Ad esempio, fino al 31 dicembre 2006 il "prezzo massimo" al pubblico di una confezione di Aspirina era 3,95 Euro, stabilito dalla Bayer. Un esercizio commerciale che praticasse uno sconto del 20% avrebbe avuto l'Aspirina in vendita a 3,16 Euro.

Inizialmente (Legge 149/2005) lo sconto facoltativo non poteva superare il 20% del prezzo massimo; successivamente (Decreto Legislativo 223/2206) questo limite è stato eliminato purchè lo sconto facoltativo fosse "esposto in modo leggibile e chiaro al consumatore" e "praticato a tutti gli acquirenti" (disposizioni confermate dalla Circolare Ministeriale n° 3 del 03/10/2006).
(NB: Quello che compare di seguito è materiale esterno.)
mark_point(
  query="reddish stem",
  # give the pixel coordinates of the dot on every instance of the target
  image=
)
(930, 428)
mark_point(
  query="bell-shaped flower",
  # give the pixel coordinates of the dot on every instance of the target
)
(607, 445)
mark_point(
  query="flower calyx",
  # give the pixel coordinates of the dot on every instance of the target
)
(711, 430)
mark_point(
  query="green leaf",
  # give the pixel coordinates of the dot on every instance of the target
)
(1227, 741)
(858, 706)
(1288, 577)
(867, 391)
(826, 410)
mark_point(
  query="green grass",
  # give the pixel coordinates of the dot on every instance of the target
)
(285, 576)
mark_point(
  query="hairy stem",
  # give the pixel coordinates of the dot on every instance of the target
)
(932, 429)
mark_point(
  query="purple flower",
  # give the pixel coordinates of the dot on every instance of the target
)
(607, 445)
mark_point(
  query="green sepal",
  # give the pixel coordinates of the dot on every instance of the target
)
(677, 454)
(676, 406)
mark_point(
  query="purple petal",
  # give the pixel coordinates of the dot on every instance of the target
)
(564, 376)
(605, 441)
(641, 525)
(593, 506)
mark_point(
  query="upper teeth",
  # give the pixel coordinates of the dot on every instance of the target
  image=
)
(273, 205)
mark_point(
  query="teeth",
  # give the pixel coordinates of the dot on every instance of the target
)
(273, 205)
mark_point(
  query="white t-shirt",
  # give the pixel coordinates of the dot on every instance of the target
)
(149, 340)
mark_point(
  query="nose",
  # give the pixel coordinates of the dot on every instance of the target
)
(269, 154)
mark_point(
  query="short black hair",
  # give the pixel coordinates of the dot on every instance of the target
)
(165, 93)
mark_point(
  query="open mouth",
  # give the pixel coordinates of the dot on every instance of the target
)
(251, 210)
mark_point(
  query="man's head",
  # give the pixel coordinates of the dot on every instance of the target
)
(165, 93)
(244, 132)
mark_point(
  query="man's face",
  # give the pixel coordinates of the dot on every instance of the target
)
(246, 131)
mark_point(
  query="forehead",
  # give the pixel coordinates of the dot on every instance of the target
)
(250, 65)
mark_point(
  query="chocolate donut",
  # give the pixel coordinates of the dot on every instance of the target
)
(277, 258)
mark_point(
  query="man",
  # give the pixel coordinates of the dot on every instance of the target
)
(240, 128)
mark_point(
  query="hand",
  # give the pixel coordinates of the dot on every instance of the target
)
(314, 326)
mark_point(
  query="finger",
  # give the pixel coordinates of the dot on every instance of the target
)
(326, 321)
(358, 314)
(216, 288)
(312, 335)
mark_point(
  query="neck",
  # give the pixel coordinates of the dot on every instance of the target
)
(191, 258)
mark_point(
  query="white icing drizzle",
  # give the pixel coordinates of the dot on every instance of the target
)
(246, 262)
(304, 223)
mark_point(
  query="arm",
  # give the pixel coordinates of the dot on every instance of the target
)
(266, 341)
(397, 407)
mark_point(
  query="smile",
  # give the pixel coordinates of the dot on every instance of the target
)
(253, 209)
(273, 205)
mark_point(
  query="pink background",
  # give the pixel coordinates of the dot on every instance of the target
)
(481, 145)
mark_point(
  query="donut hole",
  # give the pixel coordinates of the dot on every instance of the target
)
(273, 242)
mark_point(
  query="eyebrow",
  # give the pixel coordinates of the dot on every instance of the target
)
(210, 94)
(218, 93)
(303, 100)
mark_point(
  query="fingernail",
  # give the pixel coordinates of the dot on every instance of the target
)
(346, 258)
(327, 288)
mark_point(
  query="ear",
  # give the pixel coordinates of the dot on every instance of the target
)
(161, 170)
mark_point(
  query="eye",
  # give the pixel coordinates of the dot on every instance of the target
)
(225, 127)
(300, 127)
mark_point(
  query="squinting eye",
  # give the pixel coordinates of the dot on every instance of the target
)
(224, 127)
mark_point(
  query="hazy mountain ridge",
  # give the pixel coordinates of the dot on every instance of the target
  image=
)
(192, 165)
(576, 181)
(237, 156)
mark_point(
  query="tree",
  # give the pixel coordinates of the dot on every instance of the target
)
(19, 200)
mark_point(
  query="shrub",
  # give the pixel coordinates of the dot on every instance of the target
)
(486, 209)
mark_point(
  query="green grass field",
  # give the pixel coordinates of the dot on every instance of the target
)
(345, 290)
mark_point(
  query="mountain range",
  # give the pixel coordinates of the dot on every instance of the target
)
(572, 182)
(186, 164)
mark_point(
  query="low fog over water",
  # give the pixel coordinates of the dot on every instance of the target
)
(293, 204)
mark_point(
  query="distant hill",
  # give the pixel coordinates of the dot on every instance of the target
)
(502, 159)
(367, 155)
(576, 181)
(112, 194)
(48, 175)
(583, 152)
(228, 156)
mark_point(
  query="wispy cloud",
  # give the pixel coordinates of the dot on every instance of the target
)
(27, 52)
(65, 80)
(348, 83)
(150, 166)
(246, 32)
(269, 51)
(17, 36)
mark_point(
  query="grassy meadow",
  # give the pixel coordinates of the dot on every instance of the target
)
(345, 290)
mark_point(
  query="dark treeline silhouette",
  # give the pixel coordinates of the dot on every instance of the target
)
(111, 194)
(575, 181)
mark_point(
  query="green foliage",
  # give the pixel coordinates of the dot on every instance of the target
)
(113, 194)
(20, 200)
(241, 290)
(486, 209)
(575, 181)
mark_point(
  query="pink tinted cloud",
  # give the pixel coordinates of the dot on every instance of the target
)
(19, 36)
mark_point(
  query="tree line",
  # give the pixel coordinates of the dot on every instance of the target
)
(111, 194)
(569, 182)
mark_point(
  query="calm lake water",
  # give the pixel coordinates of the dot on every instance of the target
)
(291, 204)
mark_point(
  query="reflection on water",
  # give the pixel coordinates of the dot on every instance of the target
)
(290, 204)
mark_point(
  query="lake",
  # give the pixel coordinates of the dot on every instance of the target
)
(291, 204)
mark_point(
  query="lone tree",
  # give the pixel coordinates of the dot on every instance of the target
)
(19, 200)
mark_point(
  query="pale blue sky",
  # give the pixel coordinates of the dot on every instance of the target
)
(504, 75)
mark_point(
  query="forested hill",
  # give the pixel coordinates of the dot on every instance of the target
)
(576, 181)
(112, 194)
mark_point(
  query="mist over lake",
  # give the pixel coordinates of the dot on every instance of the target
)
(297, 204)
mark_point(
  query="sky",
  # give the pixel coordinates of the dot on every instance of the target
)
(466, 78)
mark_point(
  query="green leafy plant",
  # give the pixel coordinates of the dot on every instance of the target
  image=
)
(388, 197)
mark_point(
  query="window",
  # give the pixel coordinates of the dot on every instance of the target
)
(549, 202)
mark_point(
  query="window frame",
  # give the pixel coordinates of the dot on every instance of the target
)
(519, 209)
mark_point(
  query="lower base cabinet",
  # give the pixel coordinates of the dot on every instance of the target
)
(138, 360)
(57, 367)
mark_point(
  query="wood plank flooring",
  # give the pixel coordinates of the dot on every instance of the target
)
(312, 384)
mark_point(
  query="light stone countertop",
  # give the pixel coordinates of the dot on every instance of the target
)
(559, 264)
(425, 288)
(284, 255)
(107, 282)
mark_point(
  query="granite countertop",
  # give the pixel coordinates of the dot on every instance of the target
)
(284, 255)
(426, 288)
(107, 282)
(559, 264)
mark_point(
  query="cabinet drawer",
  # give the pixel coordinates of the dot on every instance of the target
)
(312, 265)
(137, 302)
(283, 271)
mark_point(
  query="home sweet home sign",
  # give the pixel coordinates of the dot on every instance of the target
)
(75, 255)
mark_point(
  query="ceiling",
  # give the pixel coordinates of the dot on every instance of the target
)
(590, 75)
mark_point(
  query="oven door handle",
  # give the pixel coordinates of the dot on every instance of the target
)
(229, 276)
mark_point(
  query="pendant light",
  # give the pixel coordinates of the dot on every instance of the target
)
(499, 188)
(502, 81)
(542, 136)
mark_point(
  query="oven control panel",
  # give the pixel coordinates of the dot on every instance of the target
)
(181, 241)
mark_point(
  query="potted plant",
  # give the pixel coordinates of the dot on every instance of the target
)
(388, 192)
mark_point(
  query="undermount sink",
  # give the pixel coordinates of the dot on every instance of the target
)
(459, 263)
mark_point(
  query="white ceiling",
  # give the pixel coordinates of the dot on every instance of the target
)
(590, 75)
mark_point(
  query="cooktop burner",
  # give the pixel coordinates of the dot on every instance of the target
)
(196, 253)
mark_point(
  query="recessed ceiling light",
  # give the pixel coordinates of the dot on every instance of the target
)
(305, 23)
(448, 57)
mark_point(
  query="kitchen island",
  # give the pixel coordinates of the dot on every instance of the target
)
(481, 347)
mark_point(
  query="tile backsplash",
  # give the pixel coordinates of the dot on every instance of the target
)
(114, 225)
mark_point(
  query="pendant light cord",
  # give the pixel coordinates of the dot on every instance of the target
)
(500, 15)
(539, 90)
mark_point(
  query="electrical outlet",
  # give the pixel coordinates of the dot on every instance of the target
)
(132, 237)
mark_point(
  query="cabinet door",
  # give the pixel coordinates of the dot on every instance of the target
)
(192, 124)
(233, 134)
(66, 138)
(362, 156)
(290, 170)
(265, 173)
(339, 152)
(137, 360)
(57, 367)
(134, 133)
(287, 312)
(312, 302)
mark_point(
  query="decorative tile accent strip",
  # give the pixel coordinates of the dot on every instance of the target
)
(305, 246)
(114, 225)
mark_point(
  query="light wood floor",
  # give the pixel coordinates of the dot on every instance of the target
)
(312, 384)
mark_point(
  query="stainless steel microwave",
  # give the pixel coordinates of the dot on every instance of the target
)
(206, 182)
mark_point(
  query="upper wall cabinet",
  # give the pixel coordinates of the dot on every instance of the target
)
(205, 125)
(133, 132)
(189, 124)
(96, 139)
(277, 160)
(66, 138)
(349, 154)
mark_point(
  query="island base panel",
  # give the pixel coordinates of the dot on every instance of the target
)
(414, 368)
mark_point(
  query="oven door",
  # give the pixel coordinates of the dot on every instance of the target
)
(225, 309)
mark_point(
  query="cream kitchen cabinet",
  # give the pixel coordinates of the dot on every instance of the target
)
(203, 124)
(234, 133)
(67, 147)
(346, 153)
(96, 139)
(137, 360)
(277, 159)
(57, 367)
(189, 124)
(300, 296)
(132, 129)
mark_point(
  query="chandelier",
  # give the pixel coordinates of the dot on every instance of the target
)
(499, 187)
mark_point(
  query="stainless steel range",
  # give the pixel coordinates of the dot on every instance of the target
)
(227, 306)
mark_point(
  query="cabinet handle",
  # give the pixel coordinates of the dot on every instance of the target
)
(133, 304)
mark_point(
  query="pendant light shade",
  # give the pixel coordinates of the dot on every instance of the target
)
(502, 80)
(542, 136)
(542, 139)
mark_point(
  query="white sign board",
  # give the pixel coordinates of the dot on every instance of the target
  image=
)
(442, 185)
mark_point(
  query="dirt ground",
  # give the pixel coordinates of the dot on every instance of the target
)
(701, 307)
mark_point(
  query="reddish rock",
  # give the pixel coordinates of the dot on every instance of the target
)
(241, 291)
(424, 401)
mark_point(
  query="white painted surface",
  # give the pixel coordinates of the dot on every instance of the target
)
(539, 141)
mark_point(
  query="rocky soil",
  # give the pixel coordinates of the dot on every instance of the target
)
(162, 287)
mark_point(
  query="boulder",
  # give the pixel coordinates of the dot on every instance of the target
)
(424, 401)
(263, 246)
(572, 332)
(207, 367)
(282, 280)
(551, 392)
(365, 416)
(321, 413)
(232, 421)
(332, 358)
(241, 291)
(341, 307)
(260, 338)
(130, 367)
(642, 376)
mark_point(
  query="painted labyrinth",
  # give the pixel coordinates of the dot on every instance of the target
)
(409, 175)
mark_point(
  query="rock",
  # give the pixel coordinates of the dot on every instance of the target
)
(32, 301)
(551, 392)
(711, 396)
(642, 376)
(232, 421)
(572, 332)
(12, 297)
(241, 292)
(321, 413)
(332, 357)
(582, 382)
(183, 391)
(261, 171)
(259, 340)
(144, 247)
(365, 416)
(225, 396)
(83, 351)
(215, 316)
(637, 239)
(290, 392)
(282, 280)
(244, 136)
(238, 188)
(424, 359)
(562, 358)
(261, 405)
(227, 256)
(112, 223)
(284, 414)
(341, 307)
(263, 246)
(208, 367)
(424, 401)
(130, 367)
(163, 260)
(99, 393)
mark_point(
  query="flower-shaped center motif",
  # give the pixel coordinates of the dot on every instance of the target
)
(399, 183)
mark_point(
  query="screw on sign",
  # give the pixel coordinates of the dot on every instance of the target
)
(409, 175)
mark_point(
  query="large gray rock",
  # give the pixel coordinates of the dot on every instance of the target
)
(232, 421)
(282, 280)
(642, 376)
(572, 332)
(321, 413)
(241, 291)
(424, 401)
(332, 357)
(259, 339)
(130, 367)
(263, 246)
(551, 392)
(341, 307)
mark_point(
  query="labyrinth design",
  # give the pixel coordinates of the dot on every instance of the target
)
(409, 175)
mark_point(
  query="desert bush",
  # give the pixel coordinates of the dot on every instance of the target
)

Con la Legge Finanziaria 2007 (Legge 296/2006) le case farmaceutiche hanno perso la facoltà di stabilire una qualsiasi forma di prezzo al pubblico sui farmaci di libera vendita che producono; di conseguenza non esiste più un prezzo massimo che possa essere utilizzato come riferimento per calcolare eventuali sconti; di conseguenza lo sconto su OTC e SOP, per come è stato inteso fino al 31/12/2006, non esiste più.